Romansa Kampung Dangdut Tayang Awal di area RCTI, Lesti Kejora lalu Rizky Billar Gelar Syukuran

JAKARTA – Romansa Kampung Dangdut tayang perdana dalam RCTI pada Hari Sabtu (1/3/2025), bertepatan dengan hari pertama puasa. Menyambut momen spesial ini, Lesti Kejora serta Rizky Billar menyelenggarakan acara syukuran sama-sama seluruh pemain serta kru di dalam kawasan Cibubur, Ibukota Indonesia pada Hari Jumat (28/2/2025).
Ini menjadi event doa sama-sama agar Romansa Kampung Dangdut sukses dan juga mendapat tempat di tempat hati penonton. Dalam kesempatan ini, Lesti Kejora mengungkapkan kebahagiaannya mampu terlibat pada proyek ini. Ia berharap sinetron ini bisa saja menghadirkan hiburan yang mana bermakna bagi warga juga mengakibatkan kesuksesan bagi semua yang terlibat.
“Seneng banget sanggup bergabung di tempat judul ini dengan berbagai macam karakter juga pengembangannya lebih tinggi banyak. Harapan kita semua hasilnya nanti bisa saja menghibur pemirsa, ada hal positif yang tersebut mampu diambil serta menyebabkan keberhasilan yang digunakan baik untuk semuanya,” kata Lesti.
Sementara itu, Rizky Billar, yang juga turut membintangi sinetron ini, menyampaikan rasa terima kasihnya untuk RCTI melawan kesempatan yang digunakan diberikan. Ia juga berharap penayangan perdana yang mana bertepatan dengan bulan Ramadan dapat mengakibatkan keberkahan bagi seluruh pasukan produksi serta pemirsa.
“Terima kasih sekali. Suatu hal yang dimaksud luar biasa juga, ada beberapa teman saya reuni di dalam sini, juga ada teman-teman baru juga yang keren. Semoga kita bekerja mirip dengan baik kemudian bekerja sejenis dengan hati yang mana tulus,” jelas Billar.

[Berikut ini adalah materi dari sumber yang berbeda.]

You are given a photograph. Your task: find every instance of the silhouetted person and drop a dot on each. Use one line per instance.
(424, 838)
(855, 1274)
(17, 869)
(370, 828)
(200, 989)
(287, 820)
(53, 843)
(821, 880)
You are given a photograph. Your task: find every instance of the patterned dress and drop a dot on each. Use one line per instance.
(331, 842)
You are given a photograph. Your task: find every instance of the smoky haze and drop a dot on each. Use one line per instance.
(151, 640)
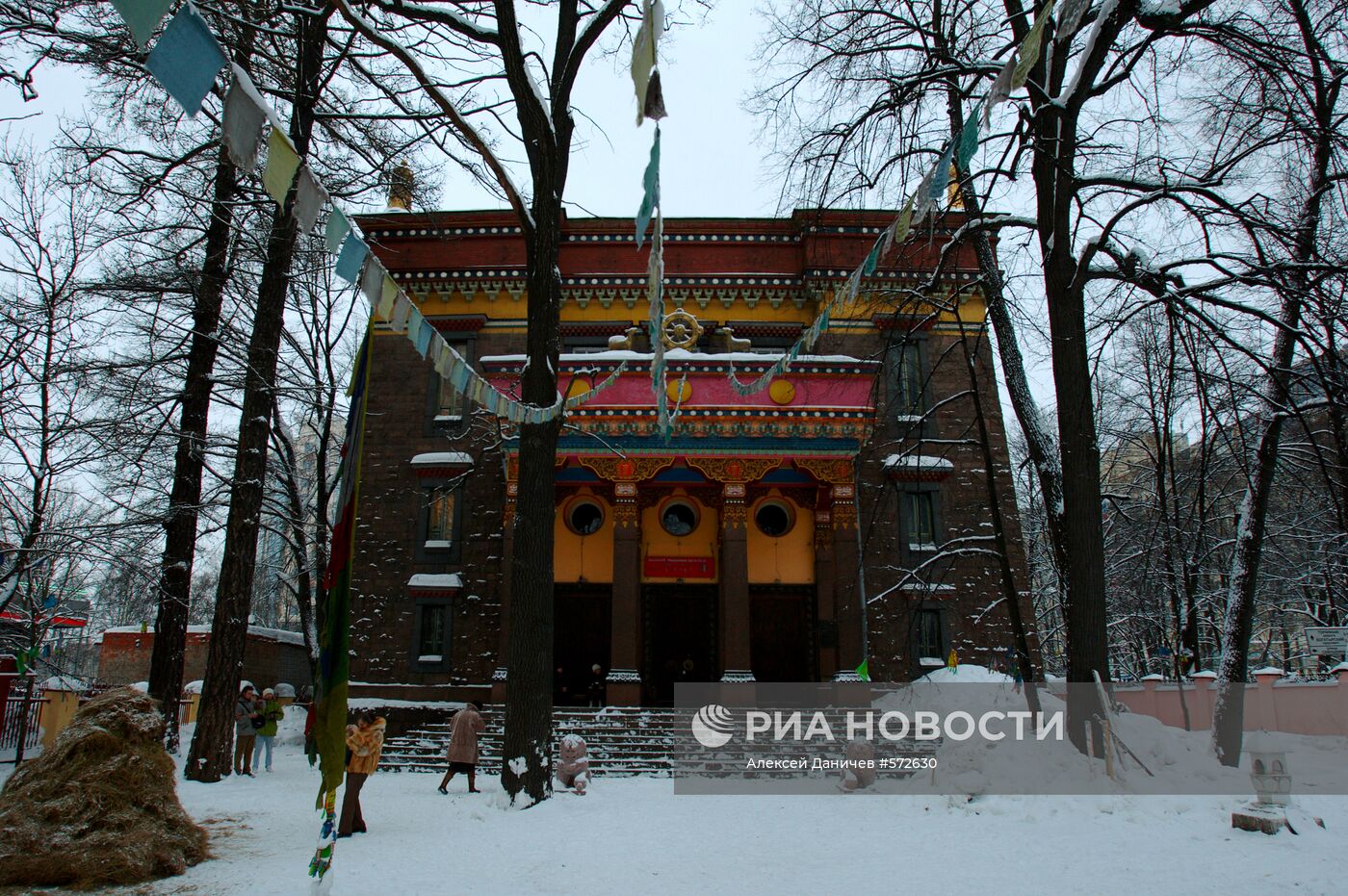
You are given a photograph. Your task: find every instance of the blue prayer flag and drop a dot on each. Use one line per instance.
(352, 253)
(424, 336)
(142, 16)
(186, 60)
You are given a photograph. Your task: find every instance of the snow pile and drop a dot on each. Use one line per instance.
(290, 730)
(1158, 758)
(967, 674)
(65, 683)
(100, 806)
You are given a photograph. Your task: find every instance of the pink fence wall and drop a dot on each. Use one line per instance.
(1297, 707)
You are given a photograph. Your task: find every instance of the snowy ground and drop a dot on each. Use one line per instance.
(634, 835)
(631, 835)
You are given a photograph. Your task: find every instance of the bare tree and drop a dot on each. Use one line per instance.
(1289, 63)
(471, 64)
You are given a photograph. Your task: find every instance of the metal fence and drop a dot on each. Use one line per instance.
(31, 730)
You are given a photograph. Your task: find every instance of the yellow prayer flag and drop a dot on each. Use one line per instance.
(282, 166)
(386, 298)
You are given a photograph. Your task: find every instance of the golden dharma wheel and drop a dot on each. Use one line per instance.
(782, 393)
(680, 391)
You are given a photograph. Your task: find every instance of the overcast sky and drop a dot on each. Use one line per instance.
(713, 159)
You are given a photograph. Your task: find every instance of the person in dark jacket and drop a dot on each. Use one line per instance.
(366, 741)
(246, 733)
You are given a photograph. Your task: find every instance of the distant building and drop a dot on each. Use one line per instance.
(270, 656)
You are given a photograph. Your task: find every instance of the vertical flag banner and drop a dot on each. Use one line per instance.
(650, 191)
(336, 231)
(310, 197)
(1030, 49)
(243, 124)
(348, 260)
(186, 58)
(334, 637)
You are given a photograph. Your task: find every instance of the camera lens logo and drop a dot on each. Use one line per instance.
(713, 727)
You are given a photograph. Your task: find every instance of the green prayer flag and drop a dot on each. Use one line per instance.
(903, 224)
(1030, 47)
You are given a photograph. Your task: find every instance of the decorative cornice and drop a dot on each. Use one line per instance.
(458, 323)
(734, 469)
(832, 471)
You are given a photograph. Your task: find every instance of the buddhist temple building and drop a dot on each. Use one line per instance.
(839, 516)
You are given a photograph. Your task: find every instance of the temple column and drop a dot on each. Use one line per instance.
(735, 586)
(825, 585)
(624, 680)
(507, 552)
(846, 592)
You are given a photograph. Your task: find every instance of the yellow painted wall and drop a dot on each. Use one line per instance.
(583, 558)
(788, 559)
(701, 542)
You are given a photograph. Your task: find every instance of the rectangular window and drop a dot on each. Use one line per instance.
(920, 521)
(440, 518)
(583, 344)
(451, 404)
(430, 644)
(906, 364)
(929, 646)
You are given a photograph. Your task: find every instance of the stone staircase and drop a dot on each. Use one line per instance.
(622, 741)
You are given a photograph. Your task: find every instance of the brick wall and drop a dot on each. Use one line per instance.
(387, 532)
(124, 659)
(964, 586)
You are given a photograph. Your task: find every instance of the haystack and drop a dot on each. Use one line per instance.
(100, 806)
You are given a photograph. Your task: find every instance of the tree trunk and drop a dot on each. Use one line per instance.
(1008, 589)
(211, 747)
(185, 498)
(1229, 710)
(529, 707)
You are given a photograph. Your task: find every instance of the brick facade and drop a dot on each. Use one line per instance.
(269, 659)
(464, 271)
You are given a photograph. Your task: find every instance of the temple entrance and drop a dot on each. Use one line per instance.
(580, 642)
(781, 630)
(680, 639)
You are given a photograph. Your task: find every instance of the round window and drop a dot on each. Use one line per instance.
(583, 518)
(774, 519)
(678, 519)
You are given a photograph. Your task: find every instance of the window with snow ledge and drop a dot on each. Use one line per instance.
(930, 636)
(430, 632)
(920, 518)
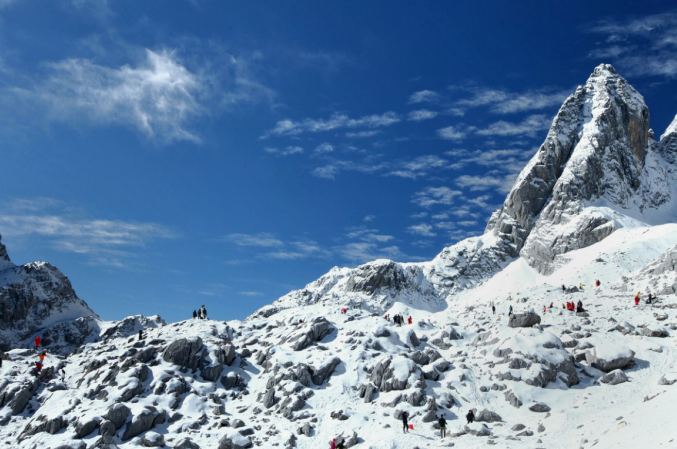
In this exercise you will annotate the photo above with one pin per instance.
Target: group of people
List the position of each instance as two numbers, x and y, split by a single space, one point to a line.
399 319
649 300
201 313
574 307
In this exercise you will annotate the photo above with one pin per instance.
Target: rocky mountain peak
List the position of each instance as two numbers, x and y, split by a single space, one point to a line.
5 262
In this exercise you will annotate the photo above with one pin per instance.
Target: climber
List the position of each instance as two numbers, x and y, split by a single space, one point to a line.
470 417
405 423
443 426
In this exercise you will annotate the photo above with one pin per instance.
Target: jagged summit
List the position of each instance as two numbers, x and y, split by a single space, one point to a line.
598 170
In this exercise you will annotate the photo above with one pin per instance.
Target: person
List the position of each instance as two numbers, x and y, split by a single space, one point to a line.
443 426
470 417
405 422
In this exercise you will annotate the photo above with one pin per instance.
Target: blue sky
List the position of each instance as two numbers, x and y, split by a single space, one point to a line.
166 155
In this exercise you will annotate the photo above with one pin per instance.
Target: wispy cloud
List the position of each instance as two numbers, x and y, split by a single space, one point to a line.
284 152
421 114
104 240
644 46
422 229
451 133
336 121
530 126
262 240
435 195
423 96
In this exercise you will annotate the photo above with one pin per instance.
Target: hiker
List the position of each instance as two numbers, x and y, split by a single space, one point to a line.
405 423
443 426
470 417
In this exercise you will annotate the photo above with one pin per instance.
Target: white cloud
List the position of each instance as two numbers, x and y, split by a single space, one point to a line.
251 293
422 114
451 133
159 97
262 239
362 134
435 195
423 96
530 126
336 121
70 231
422 229
285 152
324 148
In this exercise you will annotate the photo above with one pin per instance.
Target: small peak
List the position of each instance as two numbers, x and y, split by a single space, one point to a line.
604 70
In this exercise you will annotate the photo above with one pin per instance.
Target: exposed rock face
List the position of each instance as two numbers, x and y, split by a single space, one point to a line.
596 147
30 295
528 319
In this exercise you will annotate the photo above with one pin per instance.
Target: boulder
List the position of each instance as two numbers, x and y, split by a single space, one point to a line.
420 358
186 443
183 352
609 357
153 439
234 440
614 378
117 414
539 407
527 319
487 416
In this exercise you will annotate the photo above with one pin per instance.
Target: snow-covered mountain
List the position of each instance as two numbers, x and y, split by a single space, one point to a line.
595 203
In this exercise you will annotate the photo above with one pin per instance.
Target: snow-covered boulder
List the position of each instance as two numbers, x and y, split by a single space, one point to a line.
609 356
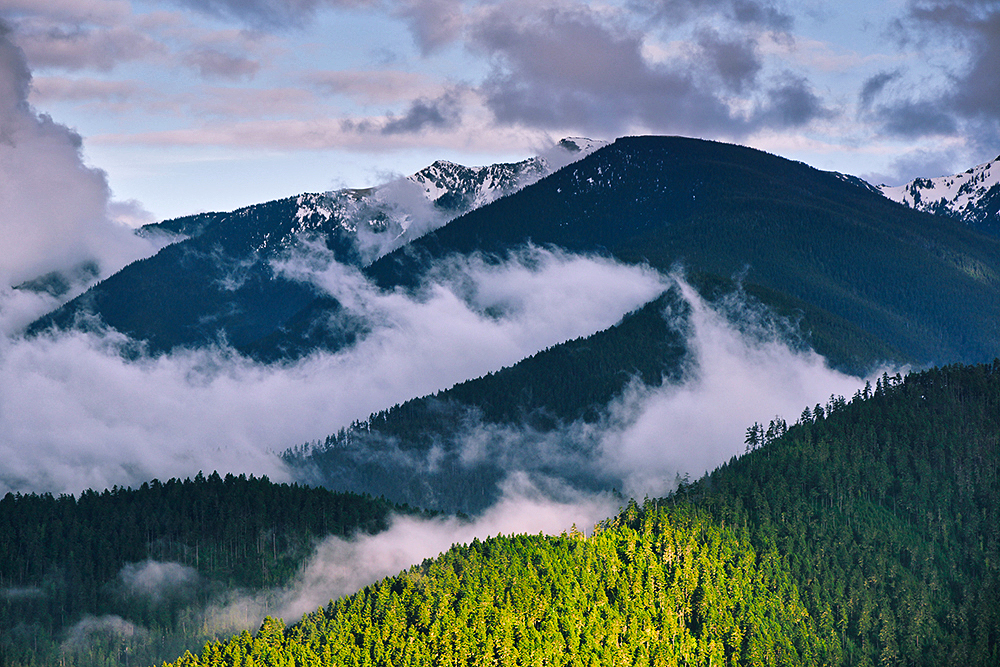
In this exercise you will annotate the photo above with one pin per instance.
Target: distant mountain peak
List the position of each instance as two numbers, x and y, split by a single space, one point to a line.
972 196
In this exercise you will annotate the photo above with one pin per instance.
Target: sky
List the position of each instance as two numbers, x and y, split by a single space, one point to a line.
183 106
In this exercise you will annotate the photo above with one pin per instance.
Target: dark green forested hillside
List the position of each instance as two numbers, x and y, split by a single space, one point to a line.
62 558
909 280
546 392
923 287
866 534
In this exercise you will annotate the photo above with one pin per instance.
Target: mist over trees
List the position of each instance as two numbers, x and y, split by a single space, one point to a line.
864 534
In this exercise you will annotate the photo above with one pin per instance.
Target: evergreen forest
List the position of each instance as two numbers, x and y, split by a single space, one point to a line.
864 534
66 562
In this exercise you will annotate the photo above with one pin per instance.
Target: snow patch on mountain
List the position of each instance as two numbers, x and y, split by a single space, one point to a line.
972 196
387 216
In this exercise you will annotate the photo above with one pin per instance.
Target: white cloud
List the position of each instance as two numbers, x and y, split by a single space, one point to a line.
156 580
55 208
81 410
341 567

Sinetron Romansa Kampung Dangdut tayang perdana pada Hari Sabtu (1/3/2025) pukul 04.30 Waktu Indonesia Barat di dalam RCTI, menghadirkan kisah yang menggabungkan romansa, konflik keluarga, serta budaya dangdut di tempat pedesaan. Berlatar pada Desa Cinada, Jawa Barat, drama ini menceritakan perjalanan hidup Galuh Kejora, seseorang gadis berbakat di bernyanyi yang tersebut berjuang menjauh dari dunia dangdut lantaran masa lalu keluarganya.
Kisah dimulai dari Lilis Sambada, pribadi pedangdut legendaris yang menjadikan dangdut sebagai budaya turun-temurun dalam desa tersebut. Ki Odet, sang juru kunci makam Lilis Sambada, memandang makam pedangdut yang dimaksud sebagai berkah bagi desa.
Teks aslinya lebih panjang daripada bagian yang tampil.